Fitting 3 folds for each of 288 candidates, totalling 864 fits


In [29]:
# Define and refit best model
best_rf = gridsearch.best_estimator_
evaluate_regression(best_rf, X_train, y_train, X_test, y_test)


------------------------------------------------------------
Regression Metrics: Training Data
------------------------------------------------------------
- MAE = 637.406
- MSE = 824,314.583
- RMSE = 907.918
- R^2 = 0.721

------------------------------------------------------------
Regression Metrics: Test Data
------------------------------------------------------------
- MAE = 739.538
- MSE = 1,113,345.154
- RMSE = 1,055.152
- R^2 = 0.596


#the model did not improve.

#CRISP-DM EVALUATION
##i would recommend random forest that is not tuned.
##this is because it fits better on both the test and training data seen with the difference in MAE in both the tuned and not tuned.
##Considering R2 again, this model is still somewhat overfit, but is an improvement over the default model.

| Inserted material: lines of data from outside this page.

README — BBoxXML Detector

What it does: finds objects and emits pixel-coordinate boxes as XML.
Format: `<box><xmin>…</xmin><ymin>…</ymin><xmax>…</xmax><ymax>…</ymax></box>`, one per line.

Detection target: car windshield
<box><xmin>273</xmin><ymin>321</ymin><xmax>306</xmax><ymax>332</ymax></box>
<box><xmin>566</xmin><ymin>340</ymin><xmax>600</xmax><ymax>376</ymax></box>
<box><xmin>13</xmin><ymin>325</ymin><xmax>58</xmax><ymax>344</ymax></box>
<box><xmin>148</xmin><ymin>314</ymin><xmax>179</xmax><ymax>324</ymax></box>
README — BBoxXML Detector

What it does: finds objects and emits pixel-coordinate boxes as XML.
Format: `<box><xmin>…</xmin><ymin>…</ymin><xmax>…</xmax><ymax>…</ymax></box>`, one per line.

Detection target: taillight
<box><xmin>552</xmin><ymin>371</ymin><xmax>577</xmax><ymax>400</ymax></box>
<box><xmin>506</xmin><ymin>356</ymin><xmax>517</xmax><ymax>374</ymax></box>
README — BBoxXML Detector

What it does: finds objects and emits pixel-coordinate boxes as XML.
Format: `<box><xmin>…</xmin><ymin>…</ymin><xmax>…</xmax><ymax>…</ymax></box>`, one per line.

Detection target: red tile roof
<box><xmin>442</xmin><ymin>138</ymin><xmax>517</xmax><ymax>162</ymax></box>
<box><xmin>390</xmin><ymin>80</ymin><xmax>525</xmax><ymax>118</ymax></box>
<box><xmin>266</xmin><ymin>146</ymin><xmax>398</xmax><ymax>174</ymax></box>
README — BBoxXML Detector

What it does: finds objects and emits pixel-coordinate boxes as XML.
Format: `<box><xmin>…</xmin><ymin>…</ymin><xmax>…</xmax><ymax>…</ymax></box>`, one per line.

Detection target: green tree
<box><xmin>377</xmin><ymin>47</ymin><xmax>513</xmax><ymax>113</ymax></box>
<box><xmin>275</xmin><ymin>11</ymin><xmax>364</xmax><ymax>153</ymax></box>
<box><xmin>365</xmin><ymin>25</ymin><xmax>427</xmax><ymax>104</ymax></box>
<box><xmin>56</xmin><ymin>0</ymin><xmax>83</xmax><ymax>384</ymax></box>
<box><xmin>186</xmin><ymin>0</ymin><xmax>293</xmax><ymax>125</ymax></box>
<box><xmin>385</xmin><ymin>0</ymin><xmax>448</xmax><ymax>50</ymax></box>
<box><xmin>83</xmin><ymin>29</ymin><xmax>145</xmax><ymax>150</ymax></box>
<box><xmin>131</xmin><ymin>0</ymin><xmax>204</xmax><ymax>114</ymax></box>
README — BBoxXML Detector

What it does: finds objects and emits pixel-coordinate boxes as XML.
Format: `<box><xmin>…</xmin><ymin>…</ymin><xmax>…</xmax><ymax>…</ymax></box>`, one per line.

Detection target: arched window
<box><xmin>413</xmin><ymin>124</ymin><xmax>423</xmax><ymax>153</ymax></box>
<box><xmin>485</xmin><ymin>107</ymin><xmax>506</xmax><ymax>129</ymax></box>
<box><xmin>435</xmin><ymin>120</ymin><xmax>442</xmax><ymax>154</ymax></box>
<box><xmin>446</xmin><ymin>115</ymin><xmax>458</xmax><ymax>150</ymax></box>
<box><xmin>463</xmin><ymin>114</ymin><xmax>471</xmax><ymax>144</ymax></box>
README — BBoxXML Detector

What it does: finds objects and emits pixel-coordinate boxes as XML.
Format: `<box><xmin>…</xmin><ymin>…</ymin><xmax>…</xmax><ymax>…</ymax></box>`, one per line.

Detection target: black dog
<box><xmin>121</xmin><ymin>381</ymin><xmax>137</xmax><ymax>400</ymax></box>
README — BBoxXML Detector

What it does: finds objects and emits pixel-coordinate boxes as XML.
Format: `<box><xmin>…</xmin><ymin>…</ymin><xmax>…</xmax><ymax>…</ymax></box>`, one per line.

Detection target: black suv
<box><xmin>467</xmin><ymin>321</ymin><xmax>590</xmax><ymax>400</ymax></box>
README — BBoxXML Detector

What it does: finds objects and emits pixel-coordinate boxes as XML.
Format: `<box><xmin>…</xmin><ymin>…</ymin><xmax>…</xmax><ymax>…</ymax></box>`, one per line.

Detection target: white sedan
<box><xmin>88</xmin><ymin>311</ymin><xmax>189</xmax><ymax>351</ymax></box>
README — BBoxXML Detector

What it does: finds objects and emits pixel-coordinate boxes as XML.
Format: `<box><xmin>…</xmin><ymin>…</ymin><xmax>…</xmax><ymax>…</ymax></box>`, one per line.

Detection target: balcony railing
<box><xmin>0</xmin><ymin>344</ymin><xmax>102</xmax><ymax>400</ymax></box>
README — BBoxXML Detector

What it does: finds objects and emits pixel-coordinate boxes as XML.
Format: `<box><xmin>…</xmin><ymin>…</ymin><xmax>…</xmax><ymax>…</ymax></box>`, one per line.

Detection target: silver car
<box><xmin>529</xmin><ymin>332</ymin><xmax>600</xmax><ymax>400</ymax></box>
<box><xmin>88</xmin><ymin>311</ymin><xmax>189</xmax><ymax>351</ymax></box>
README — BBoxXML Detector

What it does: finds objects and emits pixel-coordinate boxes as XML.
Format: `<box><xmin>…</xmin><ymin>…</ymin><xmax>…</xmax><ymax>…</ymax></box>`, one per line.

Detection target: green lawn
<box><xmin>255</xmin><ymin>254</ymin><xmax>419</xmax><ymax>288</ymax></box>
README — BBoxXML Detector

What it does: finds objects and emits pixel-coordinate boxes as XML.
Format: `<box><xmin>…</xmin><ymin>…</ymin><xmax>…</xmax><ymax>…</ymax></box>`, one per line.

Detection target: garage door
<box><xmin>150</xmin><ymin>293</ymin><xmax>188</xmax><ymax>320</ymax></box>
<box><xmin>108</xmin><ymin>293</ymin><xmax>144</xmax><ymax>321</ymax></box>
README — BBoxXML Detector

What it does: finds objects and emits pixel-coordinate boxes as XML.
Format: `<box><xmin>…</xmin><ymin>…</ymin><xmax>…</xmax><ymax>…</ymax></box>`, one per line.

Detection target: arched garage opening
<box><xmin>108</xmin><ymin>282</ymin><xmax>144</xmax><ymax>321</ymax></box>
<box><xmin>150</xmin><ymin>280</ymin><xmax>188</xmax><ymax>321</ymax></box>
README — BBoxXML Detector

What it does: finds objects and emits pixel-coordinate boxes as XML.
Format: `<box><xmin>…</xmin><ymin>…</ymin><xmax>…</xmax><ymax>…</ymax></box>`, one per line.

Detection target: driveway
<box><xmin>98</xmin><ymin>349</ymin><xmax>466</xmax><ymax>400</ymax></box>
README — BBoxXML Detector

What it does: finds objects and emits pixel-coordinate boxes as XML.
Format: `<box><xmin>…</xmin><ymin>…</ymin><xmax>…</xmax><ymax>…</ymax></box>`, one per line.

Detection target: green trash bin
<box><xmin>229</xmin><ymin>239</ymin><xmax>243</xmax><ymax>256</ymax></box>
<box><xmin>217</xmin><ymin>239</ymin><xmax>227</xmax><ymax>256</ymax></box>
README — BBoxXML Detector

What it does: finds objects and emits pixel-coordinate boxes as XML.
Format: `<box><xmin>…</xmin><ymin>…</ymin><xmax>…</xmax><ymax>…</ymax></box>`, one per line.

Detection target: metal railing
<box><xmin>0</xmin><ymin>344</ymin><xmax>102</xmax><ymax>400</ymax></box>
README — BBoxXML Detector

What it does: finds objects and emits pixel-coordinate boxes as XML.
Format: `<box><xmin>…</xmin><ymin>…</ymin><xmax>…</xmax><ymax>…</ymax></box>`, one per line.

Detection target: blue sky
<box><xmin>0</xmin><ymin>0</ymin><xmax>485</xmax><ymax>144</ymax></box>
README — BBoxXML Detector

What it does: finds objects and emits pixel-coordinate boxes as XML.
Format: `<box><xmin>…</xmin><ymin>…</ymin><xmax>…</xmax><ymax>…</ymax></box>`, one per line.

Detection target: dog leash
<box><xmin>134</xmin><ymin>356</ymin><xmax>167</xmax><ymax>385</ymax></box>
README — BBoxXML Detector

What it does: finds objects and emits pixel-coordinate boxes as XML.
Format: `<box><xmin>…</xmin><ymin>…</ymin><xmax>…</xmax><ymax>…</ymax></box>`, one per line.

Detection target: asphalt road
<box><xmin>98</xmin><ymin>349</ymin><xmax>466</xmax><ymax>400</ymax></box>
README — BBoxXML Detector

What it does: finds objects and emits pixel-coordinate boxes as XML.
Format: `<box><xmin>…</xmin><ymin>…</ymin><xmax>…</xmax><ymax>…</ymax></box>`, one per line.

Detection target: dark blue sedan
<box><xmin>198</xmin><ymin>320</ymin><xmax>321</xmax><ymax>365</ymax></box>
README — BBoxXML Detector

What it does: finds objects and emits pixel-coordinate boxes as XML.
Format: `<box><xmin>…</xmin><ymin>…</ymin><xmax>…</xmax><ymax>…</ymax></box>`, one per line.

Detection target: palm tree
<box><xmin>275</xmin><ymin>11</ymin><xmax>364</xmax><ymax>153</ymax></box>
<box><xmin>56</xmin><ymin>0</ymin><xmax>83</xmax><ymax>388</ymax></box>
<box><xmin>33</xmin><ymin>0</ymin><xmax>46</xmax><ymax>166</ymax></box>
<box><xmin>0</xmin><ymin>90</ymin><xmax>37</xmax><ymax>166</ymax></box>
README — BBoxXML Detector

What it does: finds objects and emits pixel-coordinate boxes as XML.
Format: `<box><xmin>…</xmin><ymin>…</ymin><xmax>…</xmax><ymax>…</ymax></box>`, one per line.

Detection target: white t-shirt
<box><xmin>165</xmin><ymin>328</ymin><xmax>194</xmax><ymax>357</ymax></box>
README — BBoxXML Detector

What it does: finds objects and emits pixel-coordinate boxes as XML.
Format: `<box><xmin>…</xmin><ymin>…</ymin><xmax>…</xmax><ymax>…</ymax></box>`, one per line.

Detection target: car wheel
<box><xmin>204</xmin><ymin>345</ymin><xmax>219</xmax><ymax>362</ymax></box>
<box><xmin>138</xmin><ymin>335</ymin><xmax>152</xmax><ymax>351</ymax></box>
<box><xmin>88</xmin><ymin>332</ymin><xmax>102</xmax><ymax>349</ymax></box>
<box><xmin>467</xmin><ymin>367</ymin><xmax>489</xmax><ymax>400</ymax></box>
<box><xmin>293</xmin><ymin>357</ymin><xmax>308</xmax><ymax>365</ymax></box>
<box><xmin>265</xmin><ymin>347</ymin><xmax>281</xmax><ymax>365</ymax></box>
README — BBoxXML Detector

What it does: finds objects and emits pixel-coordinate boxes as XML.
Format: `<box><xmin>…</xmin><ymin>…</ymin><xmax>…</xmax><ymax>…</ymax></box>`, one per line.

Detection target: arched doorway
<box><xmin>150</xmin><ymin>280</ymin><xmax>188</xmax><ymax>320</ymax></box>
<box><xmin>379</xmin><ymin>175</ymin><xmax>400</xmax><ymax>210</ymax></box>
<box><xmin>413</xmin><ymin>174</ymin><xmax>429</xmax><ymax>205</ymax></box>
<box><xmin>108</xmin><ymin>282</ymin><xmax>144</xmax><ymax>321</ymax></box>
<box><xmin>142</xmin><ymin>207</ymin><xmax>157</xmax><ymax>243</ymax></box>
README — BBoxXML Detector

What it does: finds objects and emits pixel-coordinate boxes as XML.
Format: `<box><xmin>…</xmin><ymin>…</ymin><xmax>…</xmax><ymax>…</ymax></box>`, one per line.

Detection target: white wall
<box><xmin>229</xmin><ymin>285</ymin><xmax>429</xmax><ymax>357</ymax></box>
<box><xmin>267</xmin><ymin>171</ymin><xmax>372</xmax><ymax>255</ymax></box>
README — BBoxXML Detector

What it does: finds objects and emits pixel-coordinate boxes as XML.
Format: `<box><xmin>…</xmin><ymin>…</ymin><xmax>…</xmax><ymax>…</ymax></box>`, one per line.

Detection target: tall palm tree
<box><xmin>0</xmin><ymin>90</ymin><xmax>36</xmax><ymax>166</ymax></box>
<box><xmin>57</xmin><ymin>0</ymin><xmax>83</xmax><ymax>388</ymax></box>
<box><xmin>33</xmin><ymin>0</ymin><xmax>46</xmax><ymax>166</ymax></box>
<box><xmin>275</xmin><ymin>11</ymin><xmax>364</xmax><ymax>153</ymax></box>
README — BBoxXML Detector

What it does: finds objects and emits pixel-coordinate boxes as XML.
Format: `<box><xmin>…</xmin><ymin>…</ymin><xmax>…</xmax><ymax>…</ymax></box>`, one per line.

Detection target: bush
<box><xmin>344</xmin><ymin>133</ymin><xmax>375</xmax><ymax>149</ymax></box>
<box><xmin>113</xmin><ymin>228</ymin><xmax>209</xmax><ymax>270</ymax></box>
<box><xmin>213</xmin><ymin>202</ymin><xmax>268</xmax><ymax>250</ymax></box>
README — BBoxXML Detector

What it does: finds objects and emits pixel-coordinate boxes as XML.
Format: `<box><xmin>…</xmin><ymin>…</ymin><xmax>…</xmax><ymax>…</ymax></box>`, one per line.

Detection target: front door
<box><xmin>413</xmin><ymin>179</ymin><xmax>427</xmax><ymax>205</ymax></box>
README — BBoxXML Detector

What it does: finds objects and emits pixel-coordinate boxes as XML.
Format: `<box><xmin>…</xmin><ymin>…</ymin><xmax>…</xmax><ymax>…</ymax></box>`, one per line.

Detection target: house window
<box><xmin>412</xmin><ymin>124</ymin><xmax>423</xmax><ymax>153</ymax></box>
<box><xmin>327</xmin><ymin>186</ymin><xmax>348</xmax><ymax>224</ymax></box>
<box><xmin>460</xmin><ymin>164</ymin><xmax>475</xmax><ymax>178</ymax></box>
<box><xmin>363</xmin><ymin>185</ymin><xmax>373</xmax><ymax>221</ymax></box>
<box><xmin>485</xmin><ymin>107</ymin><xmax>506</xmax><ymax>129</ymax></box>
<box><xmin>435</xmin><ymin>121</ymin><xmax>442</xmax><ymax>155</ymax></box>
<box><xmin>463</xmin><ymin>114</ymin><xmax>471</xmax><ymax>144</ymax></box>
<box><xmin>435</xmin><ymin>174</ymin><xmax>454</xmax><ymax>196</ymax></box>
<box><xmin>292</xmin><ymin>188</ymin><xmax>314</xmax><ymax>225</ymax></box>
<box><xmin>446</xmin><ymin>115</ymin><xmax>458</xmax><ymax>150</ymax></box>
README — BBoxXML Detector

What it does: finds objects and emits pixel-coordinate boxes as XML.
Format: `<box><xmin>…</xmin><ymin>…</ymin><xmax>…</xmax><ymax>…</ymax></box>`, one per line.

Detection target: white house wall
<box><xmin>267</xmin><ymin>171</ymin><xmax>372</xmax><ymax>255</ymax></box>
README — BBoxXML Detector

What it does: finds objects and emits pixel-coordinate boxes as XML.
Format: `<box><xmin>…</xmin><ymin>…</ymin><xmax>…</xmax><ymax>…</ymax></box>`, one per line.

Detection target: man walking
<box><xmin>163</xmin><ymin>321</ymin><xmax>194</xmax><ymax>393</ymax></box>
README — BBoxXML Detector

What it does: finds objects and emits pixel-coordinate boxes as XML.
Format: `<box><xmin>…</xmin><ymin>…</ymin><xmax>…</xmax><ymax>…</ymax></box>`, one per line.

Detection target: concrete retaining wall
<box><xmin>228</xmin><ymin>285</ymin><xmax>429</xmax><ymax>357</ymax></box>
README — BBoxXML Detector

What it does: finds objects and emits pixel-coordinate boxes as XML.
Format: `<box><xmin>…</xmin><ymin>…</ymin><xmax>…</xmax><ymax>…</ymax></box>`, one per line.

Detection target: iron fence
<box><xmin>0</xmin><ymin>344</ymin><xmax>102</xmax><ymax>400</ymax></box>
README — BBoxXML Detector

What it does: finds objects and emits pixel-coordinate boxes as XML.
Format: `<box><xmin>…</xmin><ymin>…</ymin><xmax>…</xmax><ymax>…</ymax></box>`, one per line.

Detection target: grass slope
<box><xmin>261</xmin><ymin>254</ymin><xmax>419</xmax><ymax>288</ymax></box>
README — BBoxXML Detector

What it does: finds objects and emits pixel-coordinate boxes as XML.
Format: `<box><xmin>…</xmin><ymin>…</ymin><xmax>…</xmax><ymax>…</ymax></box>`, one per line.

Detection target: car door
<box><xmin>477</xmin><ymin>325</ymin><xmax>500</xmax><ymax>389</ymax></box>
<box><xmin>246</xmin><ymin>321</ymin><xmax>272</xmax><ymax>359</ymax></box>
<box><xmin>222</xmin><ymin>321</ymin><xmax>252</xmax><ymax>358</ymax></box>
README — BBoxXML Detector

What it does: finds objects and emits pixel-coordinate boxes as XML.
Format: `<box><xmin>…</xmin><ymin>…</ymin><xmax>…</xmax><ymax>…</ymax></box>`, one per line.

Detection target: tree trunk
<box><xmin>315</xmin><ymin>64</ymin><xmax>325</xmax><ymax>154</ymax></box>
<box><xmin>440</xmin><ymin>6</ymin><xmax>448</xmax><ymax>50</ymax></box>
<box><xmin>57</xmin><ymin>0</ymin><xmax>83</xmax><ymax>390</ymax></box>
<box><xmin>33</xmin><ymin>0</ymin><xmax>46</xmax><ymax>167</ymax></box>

##R2 on the tuned test data has not improved comparing 0.553(default) and 0.596(tuned).

##On the tuned test data, the predicted price has an MAE of about 769.739 dollars in tuned and 739.538 dollars in the default.

##RMSE, the error reduced in tuned test model to 1,000dollars.



the model fits better on default model than the tuned model.